Philadelphia-area artist William Earle Williams (b.1950) uses his camera to expose the obscured histories of chattel slavery in the US and transform how everyday places are understood and experienced. His most recent body of work examines this history within a global context and how the development, growth, and malevolent persistence of slavery intersects within Great Britain, the US, and the British West Indies.
A Wicked Commerce presents Williams’s examination of the transatlantic slave trade in forty- three photographs, many exhibited for the first time. Featuring sites in British port cities, Caribbean islands, and the US—south and north—these pictures reveal the infrastructures that fueled the triangular trade and positioned Britain and the US as industrial powers, simultaneously creating an institution that damaged innumerable lives and continues to persist in their physical and social landscapes.
The exhibition is accompanied by a Picker Laboratory for Academic Engagement (PLAE) Space installation, presenting research into lesser known local stories of this history and additional photographs from Williams’s Underground Railroad series.
William Earle Williams is the Audrey A. and John L. Dusseau Professor in the Humanities, Professor of Fine Arts, and Curator of Photography at Haverford College in Haverford, Pennsylvania. His photographs have been widely exhibited, including group and solo exhibitions at the Cleveland Museum of Art, the George Eastman Museum, the Museum of Fine Arts, Houston, the National Gallery of Art, Smith College, and the Center for Documentary Studies at Duke University. His work is represented in many public collections, including the Philadelphia Museum of Art, the Cleveland Museum of Art, The Metropolitan Museum of Art, the Museum of Fine Arts, Houston, and the National Gallery of Art. Williams has received individual artist fellowships from the Pew Fellowships in the Arts, the Pennsylvania Council on the Arts, and the John Simon Guggenheim Memorial Foundation.
Nona Faustine: White Shoes
October 13, 2022–May 21, 2023

This exhibition presents seven large-scale photographs from Brooklyn photographer Nona Faustine’s acclaimed White Shoes series, a personal, provocative, and unflinching examination of the largely overlooked history of slavery in New York City.
Over the last decade, Faustine has traced places around New York’s five boroughs where enslaved Africans were bought and sold, lived and died, and were buried.

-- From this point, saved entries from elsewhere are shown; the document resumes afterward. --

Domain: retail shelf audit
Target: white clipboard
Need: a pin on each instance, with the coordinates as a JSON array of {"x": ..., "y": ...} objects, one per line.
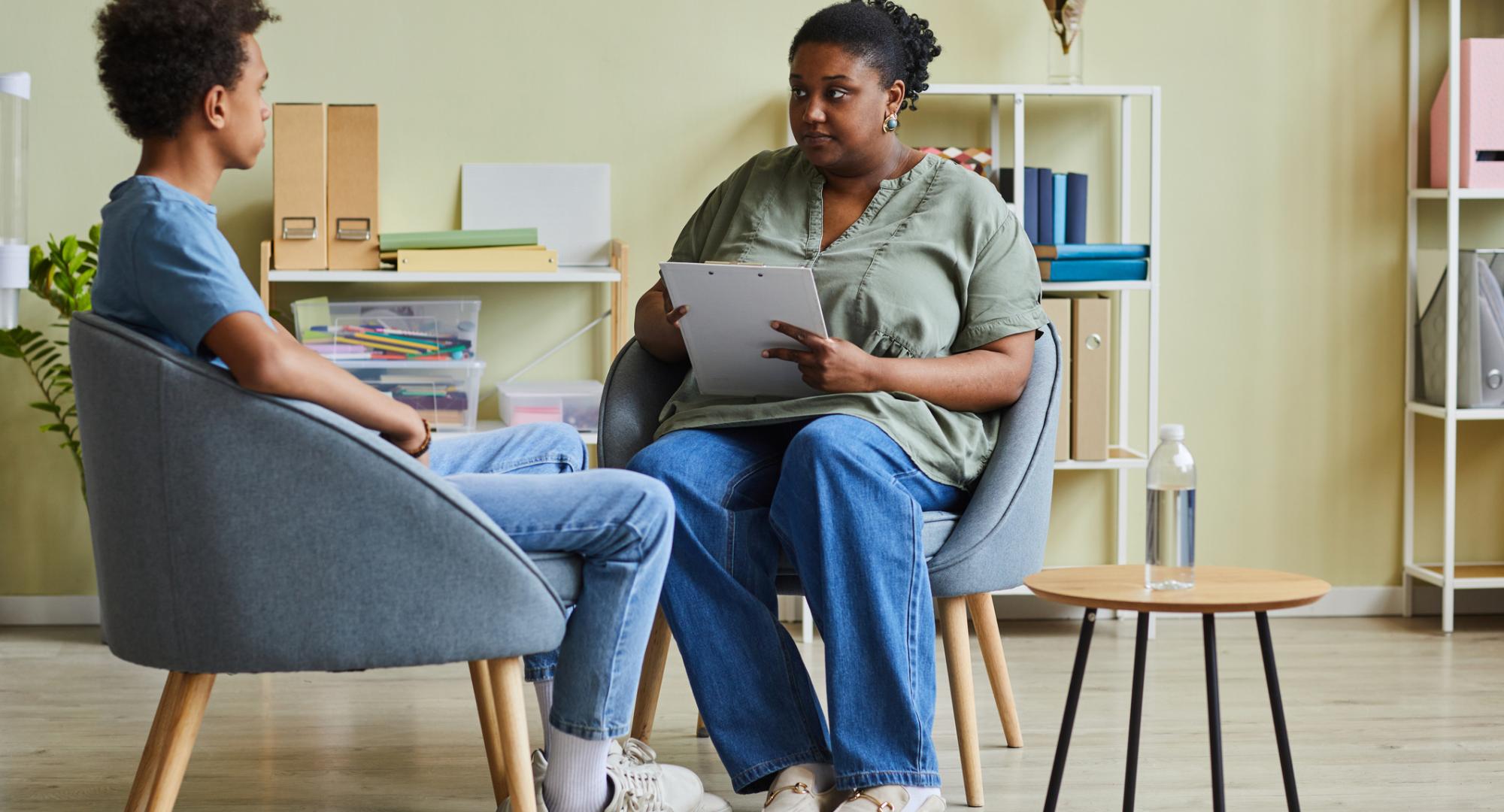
[{"x": 729, "y": 326}]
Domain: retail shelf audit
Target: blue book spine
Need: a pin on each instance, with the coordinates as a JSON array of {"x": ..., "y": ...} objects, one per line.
[
  {"x": 1075, "y": 208},
  {"x": 1060, "y": 208},
  {"x": 1032, "y": 205},
  {"x": 1046, "y": 192},
  {"x": 1100, "y": 250},
  {"x": 1099, "y": 270}
]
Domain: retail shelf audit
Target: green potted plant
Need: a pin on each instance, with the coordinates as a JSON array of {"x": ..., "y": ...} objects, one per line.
[{"x": 64, "y": 277}]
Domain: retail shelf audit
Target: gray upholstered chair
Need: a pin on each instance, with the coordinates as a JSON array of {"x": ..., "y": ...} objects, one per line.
[
  {"x": 243, "y": 533},
  {"x": 993, "y": 545}
]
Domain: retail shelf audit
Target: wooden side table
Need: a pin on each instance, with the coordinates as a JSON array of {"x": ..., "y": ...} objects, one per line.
[{"x": 1217, "y": 590}]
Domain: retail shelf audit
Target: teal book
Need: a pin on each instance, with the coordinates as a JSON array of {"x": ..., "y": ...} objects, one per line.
[
  {"x": 491, "y": 238},
  {"x": 1094, "y": 270},
  {"x": 1093, "y": 250}
]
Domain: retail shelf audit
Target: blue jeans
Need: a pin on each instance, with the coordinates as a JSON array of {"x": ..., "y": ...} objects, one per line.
[
  {"x": 846, "y": 504},
  {"x": 619, "y": 523}
]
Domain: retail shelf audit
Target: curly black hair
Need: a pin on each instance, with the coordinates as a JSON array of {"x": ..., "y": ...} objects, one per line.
[
  {"x": 159, "y": 58},
  {"x": 884, "y": 35}
]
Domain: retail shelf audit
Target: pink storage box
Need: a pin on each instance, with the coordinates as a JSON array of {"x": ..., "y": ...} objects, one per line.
[{"x": 1481, "y": 139}]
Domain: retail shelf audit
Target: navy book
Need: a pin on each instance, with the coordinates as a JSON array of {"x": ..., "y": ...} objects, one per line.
[
  {"x": 1045, "y": 192},
  {"x": 1075, "y": 208}
]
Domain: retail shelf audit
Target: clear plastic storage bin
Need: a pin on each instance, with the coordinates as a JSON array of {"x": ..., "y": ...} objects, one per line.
[
  {"x": 443, "y": 392},
  {"x": 572, "y": 402},
  {"x": 405, "y": 330}
]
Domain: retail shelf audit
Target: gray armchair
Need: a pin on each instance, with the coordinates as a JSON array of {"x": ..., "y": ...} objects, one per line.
[
  {"x": 993, "y": 545},
  {"x": 243, "y": 533}
]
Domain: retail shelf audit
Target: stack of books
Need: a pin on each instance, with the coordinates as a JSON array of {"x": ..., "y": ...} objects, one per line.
[
  {"x": 500, "y": 250},
  {"x": 978, "y": 160},
  {"x": 1093, "y": 262},
  {"x": 1055, "y": 205}
]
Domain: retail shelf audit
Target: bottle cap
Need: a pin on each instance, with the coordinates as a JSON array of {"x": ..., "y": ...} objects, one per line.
[{"x": 17, "y": 85}]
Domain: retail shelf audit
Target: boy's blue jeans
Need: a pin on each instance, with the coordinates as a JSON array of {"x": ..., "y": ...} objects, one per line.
[
  {"x": 619, "y": 523},
  {"x": 846, "y": 504}
]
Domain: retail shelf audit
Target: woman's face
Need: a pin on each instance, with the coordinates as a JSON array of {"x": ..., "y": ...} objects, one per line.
[{"x": 837, "y": 108}]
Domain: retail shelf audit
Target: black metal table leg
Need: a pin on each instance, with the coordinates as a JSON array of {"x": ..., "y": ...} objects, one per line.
[
  {"x": 1214, "y": 710},
  {"x": 1278, "y": 704},
  {"x": 1072, "y": 698},
  {"x": 1136, "y": 714}
]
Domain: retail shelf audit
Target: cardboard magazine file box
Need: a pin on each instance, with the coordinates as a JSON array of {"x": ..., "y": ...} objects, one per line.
[
  {"x": 300, "y": 235},
  {"x": 1091, "y": 371},
  {"x": 1060, "y": 314},
  {"x": 353, "y": 214}
]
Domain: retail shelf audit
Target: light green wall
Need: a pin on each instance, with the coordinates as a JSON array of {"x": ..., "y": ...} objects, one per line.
[{"x": 1282, "y": 240}]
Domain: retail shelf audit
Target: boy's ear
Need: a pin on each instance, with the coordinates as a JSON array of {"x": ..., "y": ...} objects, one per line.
[{"x": 216, "y": 106}]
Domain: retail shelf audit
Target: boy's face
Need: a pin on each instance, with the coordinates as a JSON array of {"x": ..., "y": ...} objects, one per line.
[{"x": 244, "y": 133}]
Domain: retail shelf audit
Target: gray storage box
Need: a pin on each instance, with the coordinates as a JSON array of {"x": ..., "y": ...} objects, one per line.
[{"x": 1481, "y": 335}]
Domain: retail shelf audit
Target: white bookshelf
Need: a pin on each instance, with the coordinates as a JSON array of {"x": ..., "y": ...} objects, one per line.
[
  {"x": 1123, "y": 459},
  {"x": 566, "y": 274},
  {"x": 1449, "y": 574}
]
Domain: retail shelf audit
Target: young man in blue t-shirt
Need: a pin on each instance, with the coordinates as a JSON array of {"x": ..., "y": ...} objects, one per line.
[{"x": 186, "y": 79}]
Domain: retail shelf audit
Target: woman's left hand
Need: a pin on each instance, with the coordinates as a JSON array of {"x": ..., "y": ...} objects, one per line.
[{"x": 829, "y": 365}]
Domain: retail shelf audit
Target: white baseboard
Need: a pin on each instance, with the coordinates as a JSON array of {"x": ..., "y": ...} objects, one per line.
[
  {"x": 49, "y": 611},
  {"x": 1342, "y": 602}
]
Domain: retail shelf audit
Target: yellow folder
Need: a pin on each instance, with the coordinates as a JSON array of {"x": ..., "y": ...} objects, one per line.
[{"x": 533, "y": 259}]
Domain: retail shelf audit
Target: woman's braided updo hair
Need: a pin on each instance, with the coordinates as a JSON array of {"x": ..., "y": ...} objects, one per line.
[{"x": 884, "y": 35}]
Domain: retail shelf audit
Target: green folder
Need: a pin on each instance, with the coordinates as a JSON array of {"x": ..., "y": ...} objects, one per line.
[{"x": 459, "y": 240}]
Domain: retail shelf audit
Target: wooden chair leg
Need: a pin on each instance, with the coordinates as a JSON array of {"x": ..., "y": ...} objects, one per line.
[
  {"x": 165, "y": 760},
  {"x": 963, "y": 694},
  {"x": 490, "y": 729},
  {"x": 512, "y": 721},
  {"x": 153, "y": 754},
  {"x": 984, "y": 617},
  {"x": 653, "y": 662}
]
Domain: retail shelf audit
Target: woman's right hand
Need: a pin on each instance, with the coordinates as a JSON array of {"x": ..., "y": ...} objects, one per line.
[{"x": 658, "y": 326}]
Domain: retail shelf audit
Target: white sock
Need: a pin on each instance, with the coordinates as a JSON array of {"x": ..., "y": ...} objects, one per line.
[
  {"x": 545, "y": 691},
  {"x": 577, "y": 778},
  {"x": 918, "y": 796},
  {"x": 820, "y": 777}
]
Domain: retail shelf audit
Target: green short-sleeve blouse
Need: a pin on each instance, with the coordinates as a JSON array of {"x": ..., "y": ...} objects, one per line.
[{"x": 936, "y": 265}]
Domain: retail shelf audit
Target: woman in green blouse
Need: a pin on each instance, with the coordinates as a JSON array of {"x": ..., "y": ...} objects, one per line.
[{"x": 932, "y": 300}]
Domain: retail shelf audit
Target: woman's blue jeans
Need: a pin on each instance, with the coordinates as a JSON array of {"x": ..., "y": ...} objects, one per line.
[
  {"x": 846, "y": 506},
  {"x": 619, "y": 523}
]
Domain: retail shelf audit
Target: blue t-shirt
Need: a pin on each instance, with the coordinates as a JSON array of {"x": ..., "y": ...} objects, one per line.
[{"x": 166, "y": 270}]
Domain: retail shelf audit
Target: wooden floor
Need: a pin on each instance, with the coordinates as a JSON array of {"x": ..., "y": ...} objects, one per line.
[{"x": 1386, "y": 715}]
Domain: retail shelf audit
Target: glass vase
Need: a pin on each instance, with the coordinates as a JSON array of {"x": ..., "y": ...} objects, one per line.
[{"x": 1066, "y": 52}]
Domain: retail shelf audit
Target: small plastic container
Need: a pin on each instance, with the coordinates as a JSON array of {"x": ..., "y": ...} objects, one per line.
[
  {"x": 572, "y": 402},
  {"x": 399, "y": 330},
  {"x": 444, "y": 392}
]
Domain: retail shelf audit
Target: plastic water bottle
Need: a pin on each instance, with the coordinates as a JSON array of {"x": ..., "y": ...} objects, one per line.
[{"x": 1171, "y": 545}]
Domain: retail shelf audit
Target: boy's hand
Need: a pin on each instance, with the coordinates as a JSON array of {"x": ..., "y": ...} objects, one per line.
[{"x": 411, "y": 438}]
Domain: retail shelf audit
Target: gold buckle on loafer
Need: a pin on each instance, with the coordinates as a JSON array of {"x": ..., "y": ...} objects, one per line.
[
  {"x": 796, "y": 789},
  {"x": 881, "y": 805}
]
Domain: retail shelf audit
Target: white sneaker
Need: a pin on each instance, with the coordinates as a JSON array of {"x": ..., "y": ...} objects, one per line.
[{"x": 640, "y": 784}]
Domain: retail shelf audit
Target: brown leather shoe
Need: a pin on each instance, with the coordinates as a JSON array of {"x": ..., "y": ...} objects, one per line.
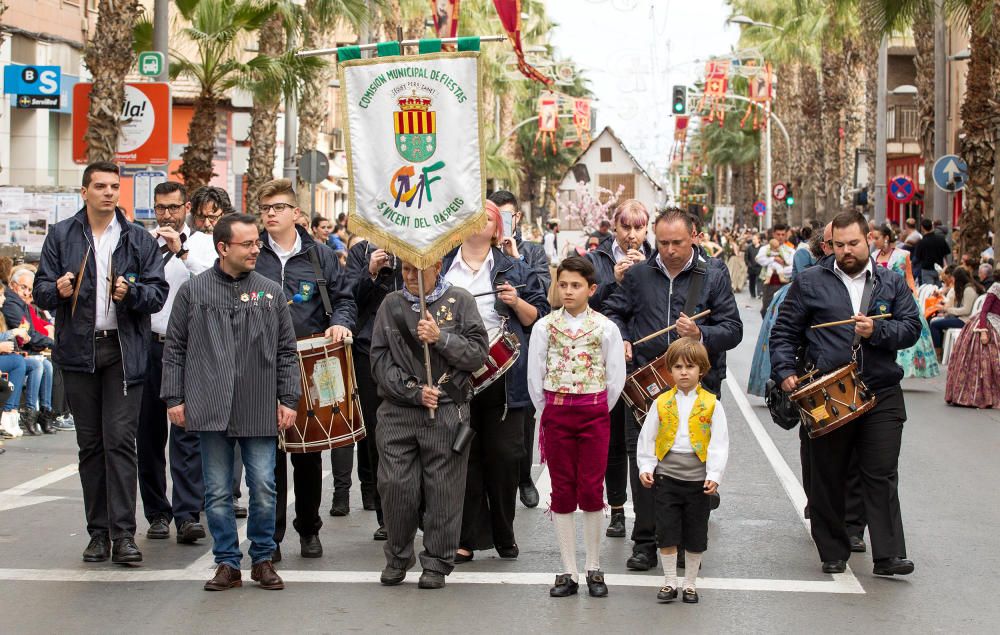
[
  {"x": 265, "y": 575},
  {"x": 225, "y": 578}
]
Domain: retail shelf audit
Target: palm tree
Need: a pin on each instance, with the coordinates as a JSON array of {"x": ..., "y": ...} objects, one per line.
[{"x": 109, "y": 56}]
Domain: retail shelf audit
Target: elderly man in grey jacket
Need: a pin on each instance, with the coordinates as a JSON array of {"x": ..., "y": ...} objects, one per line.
[{"x": 230, "y": 374}]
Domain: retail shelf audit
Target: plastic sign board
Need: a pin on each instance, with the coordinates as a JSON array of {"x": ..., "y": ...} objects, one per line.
[
  {"x": 40, "y": 81},
  {"x": 145, "y": 123}
]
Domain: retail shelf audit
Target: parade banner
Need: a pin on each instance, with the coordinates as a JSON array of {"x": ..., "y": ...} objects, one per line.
[{"x": 414, "y": 151}]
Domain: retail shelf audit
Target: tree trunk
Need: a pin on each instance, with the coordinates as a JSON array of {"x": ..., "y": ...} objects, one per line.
[
  {"x": 264, "y": 118},
  {"x": 109, "y": 57},
  {"x": 196, "y": 159}
]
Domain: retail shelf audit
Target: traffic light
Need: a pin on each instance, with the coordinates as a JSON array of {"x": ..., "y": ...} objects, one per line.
[{"x": 679, "y": 102}]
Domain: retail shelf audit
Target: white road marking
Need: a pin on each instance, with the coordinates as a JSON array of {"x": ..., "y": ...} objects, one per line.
[{"x": 18, "y": 496}]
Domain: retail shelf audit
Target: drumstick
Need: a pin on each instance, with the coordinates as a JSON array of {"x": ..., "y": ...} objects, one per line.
[
  {"x": 850, "y": 321},
  {"x": 696, "y": 316}
]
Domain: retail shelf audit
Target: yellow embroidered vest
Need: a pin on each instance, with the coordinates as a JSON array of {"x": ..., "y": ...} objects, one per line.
[
  {"x": 699, "y": 423},
  {"x": 574, "y": 363}
]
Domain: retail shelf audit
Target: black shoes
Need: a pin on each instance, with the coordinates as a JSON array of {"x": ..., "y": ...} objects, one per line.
[
  {"x": 98, "y": 550},
  {"x": 391, "y": 576},
  {"x": 595, "y": 584},
  {"x": 431, "y": 580},
  {"x": 529, "y": 494},
  {"x": 564, "y": 586},
  {"x": 159, "y": 529},
  {"x": 640, "y": 562},
  {"x": 893, "y": 566},
  {"x": 125, "y": 551},
  {"x": 508, "y": 553},
  {"x": 311, "y": 546},
  {"x": 834, "y": 566},
  {"x": 858, "y": 544},
  {"x": 616, "y": 528},
  {"x": 189, "y": 532}
]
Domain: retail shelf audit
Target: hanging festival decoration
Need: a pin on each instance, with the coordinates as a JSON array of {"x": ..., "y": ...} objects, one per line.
[
  {"x": 716, "y": 84},
  {"x": 509, "y": 12}
]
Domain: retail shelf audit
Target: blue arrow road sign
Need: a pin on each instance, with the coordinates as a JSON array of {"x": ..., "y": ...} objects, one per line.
[{"x": 951, "y": 173}]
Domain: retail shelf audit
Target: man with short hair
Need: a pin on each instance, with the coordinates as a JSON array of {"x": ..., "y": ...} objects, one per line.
[
  {"x": 103, "y": 277},
  {"x": 231, "y": 375},
  {"x": 184, "y": 254},
  {"x": 322, "y": 303}
]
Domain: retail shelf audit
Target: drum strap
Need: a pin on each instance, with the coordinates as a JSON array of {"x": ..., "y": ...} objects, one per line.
[
  {"x": 449, "y": 388},
  {"x": 321, "y": 283}
]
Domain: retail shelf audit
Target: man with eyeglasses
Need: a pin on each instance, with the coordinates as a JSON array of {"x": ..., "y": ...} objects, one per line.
[
  {"x": 184, "y": 254},
  {"x": 322, "y": 302}
]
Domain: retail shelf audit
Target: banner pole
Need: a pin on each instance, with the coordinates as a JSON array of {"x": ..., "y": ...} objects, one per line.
[
  {"x": 427, "y": 350},
  {"x": 372, "y": 46}
]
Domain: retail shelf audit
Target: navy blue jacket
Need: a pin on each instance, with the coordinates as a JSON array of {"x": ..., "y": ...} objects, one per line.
[
  {"x": 515, "y": 272},
  {"x": 647, "y": 301},
  {"x": 368, "y": 293},
  {"x": 603, "y": 260},
  {"x": 817, "y": 295},
  {"x": 298, "y": 277},
  {"x": 136, "y": 253}
]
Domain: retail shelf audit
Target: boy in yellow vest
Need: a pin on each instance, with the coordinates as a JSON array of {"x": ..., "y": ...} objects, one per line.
[
  {"x": 576, "y": 372},
  {"x": 682, "y": 452}
]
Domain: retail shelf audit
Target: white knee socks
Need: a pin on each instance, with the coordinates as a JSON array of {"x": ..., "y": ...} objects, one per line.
[
  {"x": 592, "y": 539},
  {"x": 566, "y": 537}
]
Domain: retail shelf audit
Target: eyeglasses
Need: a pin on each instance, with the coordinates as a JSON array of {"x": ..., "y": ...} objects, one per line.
[
  {"x": 173, "y": 209},
  {"x": 249, "y": 244},
  {"x": 277, "y": 208}
]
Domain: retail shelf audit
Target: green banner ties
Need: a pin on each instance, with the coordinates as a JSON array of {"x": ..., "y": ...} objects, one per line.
[
  {"x": 468, "y": 44},
  {"x": 345, "y": 53},
  {"x": 388, "y": 49},
  {"x": 430, "y": 46}
]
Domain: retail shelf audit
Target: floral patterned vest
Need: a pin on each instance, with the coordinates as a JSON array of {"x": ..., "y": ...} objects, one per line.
[
  {"x": 574, "y": 361},
  {"x": 699, "y": 423}
]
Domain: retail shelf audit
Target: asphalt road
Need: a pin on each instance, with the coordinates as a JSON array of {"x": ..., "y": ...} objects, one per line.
[{"x": 761, "y": 572}]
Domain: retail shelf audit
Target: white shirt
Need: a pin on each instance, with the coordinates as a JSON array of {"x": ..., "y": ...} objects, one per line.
[
  {"x": 855, "y": 284},
  {"x": 718, "y": 445},
  {"x": 461, "y": 275},
  {"x": 201, "y": 256},
  {"x": 107, "y": 318},
  {"x": 612, "y": 351}
]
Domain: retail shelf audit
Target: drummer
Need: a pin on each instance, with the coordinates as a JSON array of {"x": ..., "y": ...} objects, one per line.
[
  {"x": 820, "y": 294},
  {"x": 614, "y": 256},
  {"x": 656, "y": 294},
  {"x": 319, "y": 305},
  {"x": 513, "y": 299}
]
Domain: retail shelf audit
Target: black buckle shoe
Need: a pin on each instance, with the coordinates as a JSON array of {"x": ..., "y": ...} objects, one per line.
[
  {"x": 564, "y": 586},
  {"x": 595, "y": 584}
]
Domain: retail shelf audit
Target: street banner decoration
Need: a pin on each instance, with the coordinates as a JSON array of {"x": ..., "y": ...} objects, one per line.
[
  {"x": 414, "y": 148},
  {"x": 716, "y": 84},
  {"x": 509, "y": 12},
  {"x": 581, "y": 120},
  {"x": 445, "y": 14}
]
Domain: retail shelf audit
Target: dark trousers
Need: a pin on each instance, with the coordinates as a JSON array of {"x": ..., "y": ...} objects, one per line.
[
  {"x": 492, "y": 477},
  {"x": 370, "y": 401},
  {"x": 876, "y": 438},
  {"x": 188, "y": 494},
  {"x": 106, "y": 420},
  {"x": 616, "y": 475},
  {"x": 307, "y": 483}
]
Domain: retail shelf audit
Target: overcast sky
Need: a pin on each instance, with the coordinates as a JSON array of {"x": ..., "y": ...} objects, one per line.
[{"x": 633, "y": 52}]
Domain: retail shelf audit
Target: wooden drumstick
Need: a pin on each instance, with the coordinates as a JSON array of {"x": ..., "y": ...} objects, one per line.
[
  {"x": 696, "y": 316},
  {"x": 850, "y": 321}
]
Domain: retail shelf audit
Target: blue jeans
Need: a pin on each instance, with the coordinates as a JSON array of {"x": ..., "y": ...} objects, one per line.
[
  {"x": 38, "y": 382},
  {"x": 13, "y": 365},
  {"x": 217, "y": 467}
]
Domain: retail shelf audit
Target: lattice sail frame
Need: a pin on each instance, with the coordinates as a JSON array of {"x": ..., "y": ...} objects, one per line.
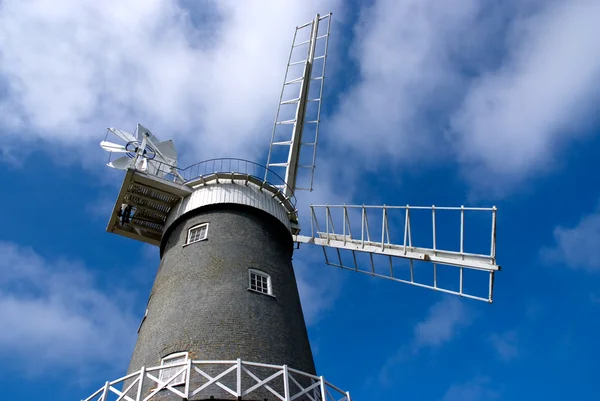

Through self-portraiture, Faustine powerfully inserts her own body into these sites, standing in as a monument to the lives of New York’s Black and Indigenous populations and to the largely obscured and unacknowledged history of displacement and human trafficking that built the city.
Nona Faustine is a native New Yorker, award-winning photographer, and public speaker. Her work focuses on history, identity, and representation, evoking a critical and emotional understanding of the past. Faustine's photographs have been exhibited both nationally and internationally, and have been collected by the Studio Museum of Harlem, Carnegie Museum of Art in Pittsburgh, and the Brooklyn Museum. In 2021 Faustine’s photographs were acquired by the North Dakota Museum of Art in Grand Forks, the Frederick R. Weisman Art Museum at the University of Minnesota, the Rose Museum at Brandeis University, the Minneapolis Institute of Art, Baltimore Museum of Art, Museum of Fine Arts, Boston, and the Lumber Room in Portland, Oregon. In 2022 her work was acquired by the Los Angeles County Museum of Art. Her much acclaimed White Shoes series was recently published by MACK Books.
Faustine’s work has recently been included in exhibitions nationally at the Baltimore Museum of Art and the Afro-Atlantic Histories exhibition at the National Gallery of Art in Washington D.C. She is currently debuting at the Armory Show in New York with Higher Pictures Generation and internationally at the Kunstmuseum Wolfsburg, Germany.